NÃO SE PODE TOLERAR O INTOLERÁVEL.

         Sempre acompanho o debate político em nosso país com afinco e bastante cautela, principalmente aquele sustentado pelos meios de comunicação de massa. Nestes últimos dias um assunto em especial tem me chamado a atenção, qual seja: a eleição do pastor Marcos Feliciano para presidência da Comissão de Direitos Humanos da Câmara. Este tema me chama a atenção não pela eleição em si, mas pelos argumentos utilizados pelos defensores de sua postulação e, sobretudo, de sua assunção no cargo em questão.

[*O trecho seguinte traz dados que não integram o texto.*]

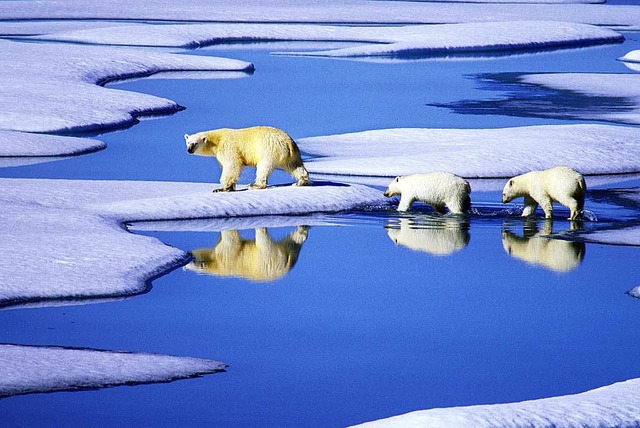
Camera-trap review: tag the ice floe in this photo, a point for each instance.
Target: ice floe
(381, 41)
(55, 87)
(64, 240)
(626, 229)
(37, 369)
(610, 406)
(475, 153)
(22, 144)
(327, 11)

Um dos argumentos mais utilizados é o de que vivemos em uma democracia e de que a diversidade de opiniões devem ser respeitadas, inclusive as do pastor Feliciano. 
           No entanto, suas opiniões e visão de mundo ferem aquilo que Hannah Arendt chama de dignidade humana. Viver em uma democracia não significa ter o poder de dizer tudo o que se quer e, principalmente, pregar isto como profissão de fé e pedra angular de uma verdade absoluta. A democracia não permite que em nome dela se faça apologia da violência e do preconceito contra o que é humano, demasiado humano. Tolerar - será que é possível tolerar o intolerável ? - um pensamento conservador não significa permitir que ele se imponha como força de verdade sobre todo um coletivo, sobretudo quando este pensamento é reacionário, retrógrado, ultrapassado, fundamentado em preceitos e interpretações obscuras que incitam a violência, a intolerância, a exclusão, a demonização, a negação do outro, do diferente.
         Dizer que os discursos e pronunciamentos de Marcos Feliciano são aceitáveis, porque vivemos em democracia, é compactuar com o que de mais nefasto às sociedades humanas já produziram, é assumir uma postura facista, é dizer que se um Hitler fosse possível no mundo de hoje - e infelizmente ele ainda parece ser possível - suas opiniões e visão de mundo também seriam aceitáveis, pois vivemos numa democracia. Antes de qualquer coisa uma democracia deve ser um regime não apenas de governo, mas, sobretudo, de vida em sociedade que problematize e lute contra qualquer ato, evento, acontecimento que fira a dignidade humana e tente reduzir a diferença que é inerente a esta condição ao autoritarismo da verdade absoluta, seja ela de cunho político, religioso ou de qualquer outra vertente. Numa democracia não é possível tolerar o intolerável.